Abstract
Chromosomal rearrangements of the human MLL gene are a genetic hallmark for aggressive acute leukemias. More than 60 partner genes have been characterized at the molecular level until now. The observed recombination mechanisms between MLL and its many recombination partner genes include reciprocal chromosomal translocations, insertions, and intrachromosomal 11q deletions and inversion. “Spliced MLL fusions”, have recently been described as a novel mechanism to generate functional chimeric fusion transcripts for 50% of t(11;19)(q23;p13.3) leukemia patients where the MLL gene is fused to the MLLT1 (ENL) gene and for two single leukemia patients. One patient had a t(11;15) involving the ZFYVE19 gene and the other patient had a 11q interstitial deletion involving the DCPS gene. Within these cases the disrupted MLL gene is fused only on RNA level to a functional transcription unit located in the vicinity of the breakpoint. Here we describe eight novel “spliced MLL fusions” involving the MLL partner genes ELL (1x), EPS15 (3x), MLLT3 (1x), and SEPT5 (1x). For ELL, MLLT3 and SEPT5 the identified spliced fusion seems to be a single or rare event.
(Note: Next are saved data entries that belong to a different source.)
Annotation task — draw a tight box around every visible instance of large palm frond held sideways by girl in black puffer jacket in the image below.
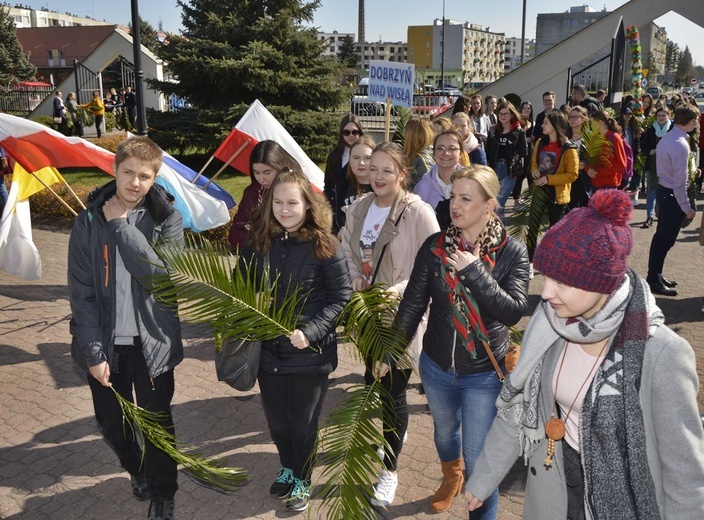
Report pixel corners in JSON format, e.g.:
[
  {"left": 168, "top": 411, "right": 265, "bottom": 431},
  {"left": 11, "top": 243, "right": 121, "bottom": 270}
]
[{"left": 152, "top": 236, "right": 304, "bottom": 341}]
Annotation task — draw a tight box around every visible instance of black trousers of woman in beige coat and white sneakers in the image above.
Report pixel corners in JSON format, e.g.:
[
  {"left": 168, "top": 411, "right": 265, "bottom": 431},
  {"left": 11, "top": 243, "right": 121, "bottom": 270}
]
[{"left": 364, "top": 368, "right": 413, "bottom": 471}]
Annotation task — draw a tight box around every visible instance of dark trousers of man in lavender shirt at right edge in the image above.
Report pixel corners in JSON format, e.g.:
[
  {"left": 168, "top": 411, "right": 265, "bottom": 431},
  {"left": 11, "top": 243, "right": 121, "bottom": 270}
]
[{"left": 646, "top": 185, "right": 686, "bottom": 283}]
However 1/3 of the t(1;11)(p32;q23) leukemia cases exhibit “spliced MLL fusions”. I.e. approximately 1/3 of all breakpoints are located upstream of the EPS15 gene. Further studies will help to investigate the remaining question whether these two groups of t(1;11)(p32;q23) leukemia patients have any significant difference in outcome. Interestingly, for the t(11;22)(q23;q11.2) leukemia the major identified fusion transcript has an additional 57 bp exon derived from the 2 kb area up-stream of the SEPT5 gene. Furthermore this patient has a T-ALL and thus differs from all other cases where the patients show myeloid markers when the MLL gene is fused to one of the five members of the septine family. This is leading to the question whether or not this 57 bp big exon can be made responsible for the lineage shift. With these results the number of genes involved in „spliced MLL fusions” has increased from three to seven. Supported in part by grants Ma 1876/7-1, /8-1 and /9-1 from the DFG, grant N1KR-S12T13 from the BMBF and grant 102362 from the Deutsche Krebshilfe.
Author notes
Disclosure: No relevant conflicts of interest to declare.